- Inflação continua em patamar elevado, mesmo que os preços comecem a desacelerar;
- Questões envolvendo o aperto quantitativo podem ser abordadas em Jackson Hole;
- Recessão iminente complica aperto no Reino Unido e Europa.
Os consumidores dos EUA estão aprendendo uma dolorosa lição de semântica: a diferença entre elevado e mais elevado. A inflação não foi mais elevada em julho, de acordo com o índice de preços ao consumidor (IPC), mas ainda assim continuava elevada.
O presidente dos EUA, Joseph Biden, deve saber que um aumento de 0% nos preços, na comparação mensal, não significa que a inflação foi para 0; na verdade, o IPC ficou 8,5% mais elevado em julho do que há um ano. Pode ser que ele tenha achado politicamente conveniente, antes das eleições de meio de mandato, aproveitar-se o quanto podia da situação, mas seus comentários não aumentam em nada sua credibilidade.
Tampouco ajuda o fato de ele chamar uma legislação que aumenta os impostos e os gastos públicos de Lei de Redução da Inflação, já que ninguém acredita que ela reduzirá significativamente os preços, especialmente no curto prazo. A Fundação Tributária calculou que a legislação pode, na verdade, acabar aumentando a inflação, ao restringir o crescimento.

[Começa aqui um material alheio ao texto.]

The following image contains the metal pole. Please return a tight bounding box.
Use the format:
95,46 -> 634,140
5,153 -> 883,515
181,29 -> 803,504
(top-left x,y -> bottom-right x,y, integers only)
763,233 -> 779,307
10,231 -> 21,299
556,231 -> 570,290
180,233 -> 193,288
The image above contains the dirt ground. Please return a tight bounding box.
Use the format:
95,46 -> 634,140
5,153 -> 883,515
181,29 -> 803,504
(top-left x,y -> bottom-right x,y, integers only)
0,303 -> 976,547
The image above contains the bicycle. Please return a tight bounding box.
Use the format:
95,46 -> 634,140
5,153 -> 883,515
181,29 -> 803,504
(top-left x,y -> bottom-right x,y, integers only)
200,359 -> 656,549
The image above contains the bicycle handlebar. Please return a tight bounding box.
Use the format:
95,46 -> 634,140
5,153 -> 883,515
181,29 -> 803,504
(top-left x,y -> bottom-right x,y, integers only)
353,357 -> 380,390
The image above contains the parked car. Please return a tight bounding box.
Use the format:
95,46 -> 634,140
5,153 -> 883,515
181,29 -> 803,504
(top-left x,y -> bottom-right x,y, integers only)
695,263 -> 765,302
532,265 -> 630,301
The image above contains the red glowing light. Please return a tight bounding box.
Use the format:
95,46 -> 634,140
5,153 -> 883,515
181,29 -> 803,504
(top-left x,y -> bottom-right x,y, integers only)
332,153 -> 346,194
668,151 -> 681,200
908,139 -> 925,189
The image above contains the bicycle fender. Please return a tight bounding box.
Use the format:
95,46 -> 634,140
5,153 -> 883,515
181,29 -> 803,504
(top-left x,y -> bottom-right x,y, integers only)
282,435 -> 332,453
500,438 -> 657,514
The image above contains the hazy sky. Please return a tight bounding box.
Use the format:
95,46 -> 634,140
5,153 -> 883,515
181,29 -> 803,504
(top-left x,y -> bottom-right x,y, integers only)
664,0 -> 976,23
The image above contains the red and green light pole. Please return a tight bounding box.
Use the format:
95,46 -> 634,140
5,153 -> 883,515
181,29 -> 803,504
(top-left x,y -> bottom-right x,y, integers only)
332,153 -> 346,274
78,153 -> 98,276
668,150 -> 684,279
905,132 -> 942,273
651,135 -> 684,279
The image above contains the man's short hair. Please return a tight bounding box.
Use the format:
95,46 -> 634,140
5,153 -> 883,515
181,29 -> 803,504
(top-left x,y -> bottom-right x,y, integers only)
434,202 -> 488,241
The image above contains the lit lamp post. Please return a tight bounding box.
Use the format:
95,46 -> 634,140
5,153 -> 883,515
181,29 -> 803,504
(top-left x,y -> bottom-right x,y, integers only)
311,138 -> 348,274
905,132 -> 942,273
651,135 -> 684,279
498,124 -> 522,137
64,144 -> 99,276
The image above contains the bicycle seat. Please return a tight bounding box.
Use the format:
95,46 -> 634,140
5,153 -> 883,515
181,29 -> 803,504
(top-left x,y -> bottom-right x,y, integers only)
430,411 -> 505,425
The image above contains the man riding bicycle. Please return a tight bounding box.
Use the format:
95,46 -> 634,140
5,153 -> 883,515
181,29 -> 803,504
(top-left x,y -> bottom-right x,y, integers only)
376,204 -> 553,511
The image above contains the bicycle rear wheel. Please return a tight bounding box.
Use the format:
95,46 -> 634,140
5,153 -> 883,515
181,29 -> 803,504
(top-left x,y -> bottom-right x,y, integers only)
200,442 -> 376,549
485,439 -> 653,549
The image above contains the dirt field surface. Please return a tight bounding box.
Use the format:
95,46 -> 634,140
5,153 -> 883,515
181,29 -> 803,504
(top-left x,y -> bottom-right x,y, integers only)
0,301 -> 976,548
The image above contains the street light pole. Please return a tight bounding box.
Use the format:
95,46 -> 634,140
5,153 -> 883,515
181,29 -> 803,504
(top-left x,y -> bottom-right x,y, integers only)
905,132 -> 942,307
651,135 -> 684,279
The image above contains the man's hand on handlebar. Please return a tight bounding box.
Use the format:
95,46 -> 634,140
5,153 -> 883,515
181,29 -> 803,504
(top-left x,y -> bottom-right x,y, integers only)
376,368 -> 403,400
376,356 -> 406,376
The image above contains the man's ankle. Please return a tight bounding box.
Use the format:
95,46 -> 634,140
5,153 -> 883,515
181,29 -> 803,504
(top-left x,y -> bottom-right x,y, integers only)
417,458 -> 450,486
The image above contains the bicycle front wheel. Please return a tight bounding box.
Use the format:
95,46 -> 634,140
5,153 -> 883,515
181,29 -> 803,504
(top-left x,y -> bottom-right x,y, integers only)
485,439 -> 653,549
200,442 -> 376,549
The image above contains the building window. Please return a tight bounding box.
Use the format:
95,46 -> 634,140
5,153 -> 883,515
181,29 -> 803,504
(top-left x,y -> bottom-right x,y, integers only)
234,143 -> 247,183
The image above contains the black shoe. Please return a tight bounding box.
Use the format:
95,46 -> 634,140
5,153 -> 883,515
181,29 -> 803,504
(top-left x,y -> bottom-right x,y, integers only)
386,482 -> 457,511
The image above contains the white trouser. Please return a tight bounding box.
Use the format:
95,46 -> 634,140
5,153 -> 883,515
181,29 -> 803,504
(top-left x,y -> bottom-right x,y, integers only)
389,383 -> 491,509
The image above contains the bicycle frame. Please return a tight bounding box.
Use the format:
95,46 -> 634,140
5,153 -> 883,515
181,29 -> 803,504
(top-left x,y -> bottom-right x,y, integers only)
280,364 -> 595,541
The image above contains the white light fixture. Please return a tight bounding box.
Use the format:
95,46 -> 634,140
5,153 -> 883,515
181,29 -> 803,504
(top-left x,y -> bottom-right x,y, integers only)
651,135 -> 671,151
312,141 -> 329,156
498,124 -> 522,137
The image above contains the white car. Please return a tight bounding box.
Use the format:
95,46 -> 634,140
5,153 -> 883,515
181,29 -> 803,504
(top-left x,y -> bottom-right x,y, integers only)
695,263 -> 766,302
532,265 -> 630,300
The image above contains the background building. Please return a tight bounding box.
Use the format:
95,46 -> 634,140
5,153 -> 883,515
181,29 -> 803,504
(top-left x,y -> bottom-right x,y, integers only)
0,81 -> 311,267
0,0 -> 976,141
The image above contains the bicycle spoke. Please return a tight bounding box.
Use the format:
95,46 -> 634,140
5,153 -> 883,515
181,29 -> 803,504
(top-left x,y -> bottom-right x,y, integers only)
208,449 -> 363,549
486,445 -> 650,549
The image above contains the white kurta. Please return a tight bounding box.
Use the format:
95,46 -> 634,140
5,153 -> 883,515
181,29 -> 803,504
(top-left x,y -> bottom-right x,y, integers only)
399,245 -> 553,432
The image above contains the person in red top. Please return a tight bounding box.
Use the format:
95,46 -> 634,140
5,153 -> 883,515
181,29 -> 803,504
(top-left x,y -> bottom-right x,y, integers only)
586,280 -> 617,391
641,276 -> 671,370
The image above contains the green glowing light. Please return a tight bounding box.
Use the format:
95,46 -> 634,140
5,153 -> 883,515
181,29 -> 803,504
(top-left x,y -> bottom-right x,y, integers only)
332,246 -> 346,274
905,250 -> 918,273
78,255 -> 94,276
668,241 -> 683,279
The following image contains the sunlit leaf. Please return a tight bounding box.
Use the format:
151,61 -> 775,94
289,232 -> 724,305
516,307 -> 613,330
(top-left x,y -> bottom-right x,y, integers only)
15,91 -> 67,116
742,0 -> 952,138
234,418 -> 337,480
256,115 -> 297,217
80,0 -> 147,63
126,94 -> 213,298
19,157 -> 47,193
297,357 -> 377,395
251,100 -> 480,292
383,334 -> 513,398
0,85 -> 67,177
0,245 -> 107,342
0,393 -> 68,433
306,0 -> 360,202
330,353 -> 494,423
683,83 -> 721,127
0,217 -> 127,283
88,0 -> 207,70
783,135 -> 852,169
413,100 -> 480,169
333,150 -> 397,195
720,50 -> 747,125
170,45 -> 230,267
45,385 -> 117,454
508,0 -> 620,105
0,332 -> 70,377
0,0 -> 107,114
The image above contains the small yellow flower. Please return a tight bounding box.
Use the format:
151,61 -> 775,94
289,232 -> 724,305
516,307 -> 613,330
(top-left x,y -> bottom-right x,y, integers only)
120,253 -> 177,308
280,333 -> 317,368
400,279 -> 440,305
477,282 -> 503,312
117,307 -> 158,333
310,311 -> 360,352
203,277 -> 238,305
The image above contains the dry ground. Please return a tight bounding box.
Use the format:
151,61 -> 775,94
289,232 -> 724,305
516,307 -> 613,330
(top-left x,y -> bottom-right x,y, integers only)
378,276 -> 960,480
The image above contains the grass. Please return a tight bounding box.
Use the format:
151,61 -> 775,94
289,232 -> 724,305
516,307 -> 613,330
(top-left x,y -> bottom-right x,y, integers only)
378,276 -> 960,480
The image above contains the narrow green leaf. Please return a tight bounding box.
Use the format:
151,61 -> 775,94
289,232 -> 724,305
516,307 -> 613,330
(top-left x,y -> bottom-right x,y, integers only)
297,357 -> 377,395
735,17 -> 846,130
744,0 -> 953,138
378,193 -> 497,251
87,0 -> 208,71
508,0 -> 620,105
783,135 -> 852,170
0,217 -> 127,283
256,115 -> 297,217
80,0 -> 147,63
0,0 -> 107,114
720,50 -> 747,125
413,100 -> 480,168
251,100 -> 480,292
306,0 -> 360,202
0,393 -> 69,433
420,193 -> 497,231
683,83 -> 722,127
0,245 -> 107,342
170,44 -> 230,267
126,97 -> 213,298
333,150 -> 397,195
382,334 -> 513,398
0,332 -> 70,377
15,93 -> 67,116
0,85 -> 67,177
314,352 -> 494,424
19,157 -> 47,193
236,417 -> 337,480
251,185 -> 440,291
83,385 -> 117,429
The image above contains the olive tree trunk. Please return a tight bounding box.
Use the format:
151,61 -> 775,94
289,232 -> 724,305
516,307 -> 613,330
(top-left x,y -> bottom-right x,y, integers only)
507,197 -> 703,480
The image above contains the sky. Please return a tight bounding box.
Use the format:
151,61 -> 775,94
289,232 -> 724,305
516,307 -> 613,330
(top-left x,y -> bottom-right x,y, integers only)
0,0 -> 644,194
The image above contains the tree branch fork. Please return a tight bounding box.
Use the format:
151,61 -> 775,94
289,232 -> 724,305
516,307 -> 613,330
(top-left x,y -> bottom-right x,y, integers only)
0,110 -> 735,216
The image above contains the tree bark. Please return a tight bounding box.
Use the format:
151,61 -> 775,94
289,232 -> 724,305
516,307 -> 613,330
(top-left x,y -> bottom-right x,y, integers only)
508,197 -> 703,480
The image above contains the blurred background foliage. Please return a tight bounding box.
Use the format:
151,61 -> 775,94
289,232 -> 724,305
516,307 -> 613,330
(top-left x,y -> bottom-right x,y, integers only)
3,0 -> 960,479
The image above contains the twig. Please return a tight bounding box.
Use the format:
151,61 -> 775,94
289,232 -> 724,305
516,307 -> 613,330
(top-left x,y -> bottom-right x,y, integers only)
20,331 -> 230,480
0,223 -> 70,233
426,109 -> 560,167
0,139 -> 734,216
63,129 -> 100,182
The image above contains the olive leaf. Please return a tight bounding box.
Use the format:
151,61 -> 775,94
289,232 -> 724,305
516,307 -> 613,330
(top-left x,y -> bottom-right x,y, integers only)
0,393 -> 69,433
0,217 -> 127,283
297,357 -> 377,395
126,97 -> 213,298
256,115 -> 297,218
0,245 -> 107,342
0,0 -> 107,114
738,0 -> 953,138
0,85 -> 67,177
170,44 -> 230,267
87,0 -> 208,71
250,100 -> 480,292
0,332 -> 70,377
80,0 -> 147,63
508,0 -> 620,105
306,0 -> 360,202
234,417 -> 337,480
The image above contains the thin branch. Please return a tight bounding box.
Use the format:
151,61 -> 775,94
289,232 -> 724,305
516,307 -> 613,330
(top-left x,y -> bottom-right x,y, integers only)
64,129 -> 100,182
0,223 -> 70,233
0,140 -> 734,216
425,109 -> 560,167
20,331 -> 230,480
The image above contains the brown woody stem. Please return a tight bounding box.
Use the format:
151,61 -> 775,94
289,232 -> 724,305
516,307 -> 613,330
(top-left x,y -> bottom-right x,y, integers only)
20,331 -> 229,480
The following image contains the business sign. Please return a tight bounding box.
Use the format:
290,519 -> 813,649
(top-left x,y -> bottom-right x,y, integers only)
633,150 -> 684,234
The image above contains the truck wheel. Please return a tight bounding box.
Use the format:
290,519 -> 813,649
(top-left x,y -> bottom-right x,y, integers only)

No entanto, a notícia do IPC ajudou a promover a alta do mercado acionário, embora os investidores devam avaliar agora qual será a reação do Federal Reserve (Fed, banco central dos EUA). Analistas escrutinarão a ata da reunião de 26-27 de julho quando for divulgada nesta semana, em busca de indicações sobre se as autoridades monetárias irá realizar uma grande elevação de 75 pontos-base (pb) na taxa de juros ou um aumento mais comedido de 50 pb.
Outro grande salto no número de contratações em agosto, após o enorme avanço do mercado de trabalho americano em julho, pode forçar o Comitê Federal de Mercado Aberto (Fomc, na sigla em inglês) a optar por uma elevação maior dos juros, a fim de arrefecer a demanda. O IPC de agosto será divulgado antes da reunião de 20-21 de setembro do Fomc.
A falta da chamada prescrição futura, ou forward guidance, aumenta a incerteza, na medida em que o presidente do Fed, Jerome Powell, abandonou a prática introduzida na crise financeira, cujo objetivo era mostrar aos investidores quais eram as intenções futuras do Fed.
Além da ata da reunião de julho, nesta semana, a outra grande data para saber as intenções do Fed será o simpósio de Jackson Hole em 25-27 de agosto. Crescem as especulações de que Powell falará sobre os planos do Fed de cortar seu balanço, limitando o reinvestimento de títulos em vencimento do seu portfólio.
O Fed pretende enxugar em US$ 95 bilhões por mês seu balanço de quase US$ 9 trilhões, após elevar essa quantidade em setembro. Dependendo de como isso se desenrole, o Fed pode até anunciar a qualquer momento as vendas diretas dos títulos.
As chances de recessão – indicada pela inversão das taxas das treasuries, com os títulos de curto prazo rendendo mais que os de longo prazo – complica o cenário, sobretudo porque ninguém sabe ao certo qual será o impacto desse “aperto quantitativo” no mercado, onde a liquidez já é escassa.
O Banco da Inglaterra pretende começar a vender 40 bilhões de libras esterlinas em títulos governamentais da sua carteira, provavelmente em setembro, a uma taxa de 10 bilhões por trimestre, e o vice-presidente da instituição, Dave Ramsden, disse, na semana passada, que o banco central britânico não pararia de vender gilts, como são chamados os títulos locais, mesmo que uma recessão o force a reverter seus aumentos de juros.
O Banco Central Europeu tem um caminho mais pedregoso a trilhar, já que a guerra na Ucrânia e todo o imbróglio russo com o fornecimento de gás natural aumentaram a probabilidade de uma recessão na zona do euro.
O BCE interrompeu suas compras emergenciais da pandemia, mas mudou seus reinvestimentos de títulos governamentais em vencimento adquiridos no programa, de países centrais, como França e Alemanha, para países periféricos ameaçados pelos aumentos de juros do banco central.
O BCE adquiriu 17 bilhões de euros em títulos da Itália, Espanha e Grécia em junho e julho, deixando seu portfólio de dívida da Alemanha, França e Holanda recuar em 18 bilhões de euros, de acordo com cálculos do Financial Times.
Esse aperto quantitativo assimétrico pode se acentuar com a introdução do Instrumento de Proteção de Transmissão pelo BCE, a fim de mitigar qualquer ampliação nos diferencias de juros, ao comprar títulos governamentais de países vulneráveis sob certas condições.